Thursday 14 November 2019

Fury at UL's €3m 'second residence' of president

Batt O'Keeffe orders report into spending on 'lavish' campus house


THE University of Limerick's controversial building of a new multi-million euro house for its president Don Barry went ahead despite the college already owning a second "president's house" in Killaloe, Co Clare, the Sunday Independent can reveal.

It has emerged that the new campus house, which Education Minister Batt O'Keeffe called "lavish", will cost more than €3m, far higher than the original estimated figure of €1.5m, at a time when the college has accumulated debts of over €3m.

Mr O'Keeffe has ordered a report into the spending on the new three-storey house, which is located on the Clare campus of UL. He is seeking the report despite the college's repeated insistence that it was paid for exclusively from money from leading philanthropist Chuck Feeney.

The existing €1m house in Killaloe was occupied by former college president Roger Downer for the duration of his presidency until his early retirement in 2007, due to ill health. Following his retirement, Professor Downer and his wife moved out of the house in Killaloe but to date it remains under the ownership of the college.

The revelation of the second house will increase the pressure on Professor Barry to make a public statement on all matters relating to the house and to explain why it went ahead when the college already owns a residence for the president.

Speaking to the Sunday Independent this weekend, Prof Downer confirmed that the college did purchase the house at Killaloe for the purpose of being a residence for the president as well as a venue for hosting receptions.

He said he moved out of the house when he retired and relinquished all ties with it. "I actually did badly out of it because I had to pay benefit-in-kind for the use of the house," he said.

Prof Downer said the Killaloe house was possible as a result of donations and was a fine addition to the college's facilities. "We moved into the house and we used it for hosting receptions. The house was bought using donations from philanthropic sources," he said.

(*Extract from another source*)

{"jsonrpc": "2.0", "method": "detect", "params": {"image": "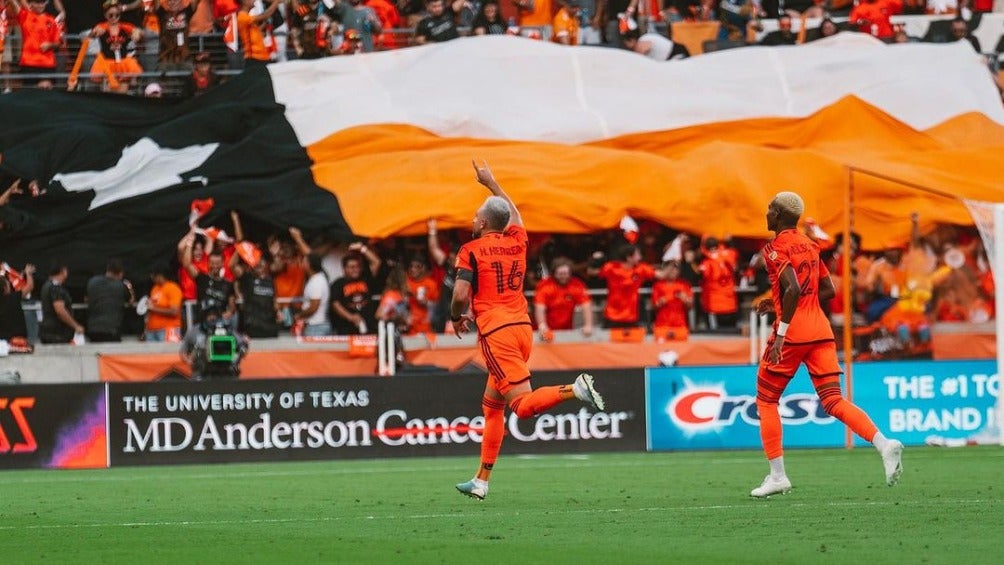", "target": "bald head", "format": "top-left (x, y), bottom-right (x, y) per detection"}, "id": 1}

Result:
top-left (481, 196), bottom-right (509, 232)
top-left (774, 192), bottom-right (805, 220)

However, it has been pointed out that even if both houses had been entirely bought using private donations, the maintenance and servicing of the houses is coming from taxpayers' money.

A spokesman for Mr O'Keeffe said he has ordered a report that will cover all relevant issues to do with the house.

Fine Gael's education spokesman Brian Hayes told the Sunday Independent that it needed to be established whether those donating the money were fully aware what the money was being used for.

"Is it really the best use of the money to buy a house that will be of little or no benefit to students? These people seem to be living in cloud cuckoo land," he said.

UL is under heavy fire following the Sunday Independent's report last week about the new luxury house. In that report, we revealed how the current president, Prof Barry, and his wife Anna Doughan, who he appointed to a senior position in the college without anyone else being interviewed or considered, are to move into the new purpose-built multi-million euro luxury home on campus next month.

The college last week denied allegations of cronyism over the appointment of Ms Doughan.

According to a cost plan for the new house, designed by Shelley McNamara of Grafton Architects, dating back to 2008, the house has five bedrooms, a large reception room, a dining room with a terrace, a large living room and an expansive kitchen.

It also includes a six-person lift costing €50,000, a top-of- the-range broadband connection costing €50,000, a 20-25-seater dining table, outside furniture, and a €100,000 heating and cooling system.

It has also emerged that the college purchased a quantity of Japanese silk wallpaper at an estimated cost of over €40,000 for the president's office.

The initial figure for the house build was in the region of €1.5m to €2m, but this does not include many of the add-on costs of the house. Given it is on an isolated site on campus, a fully serviced road along with footpaths and lights had to be built as well as much of the exterior fittings.

According to college sources, when all the elements are put together the total cost of the project is in the region of €3.25m to €3.5m.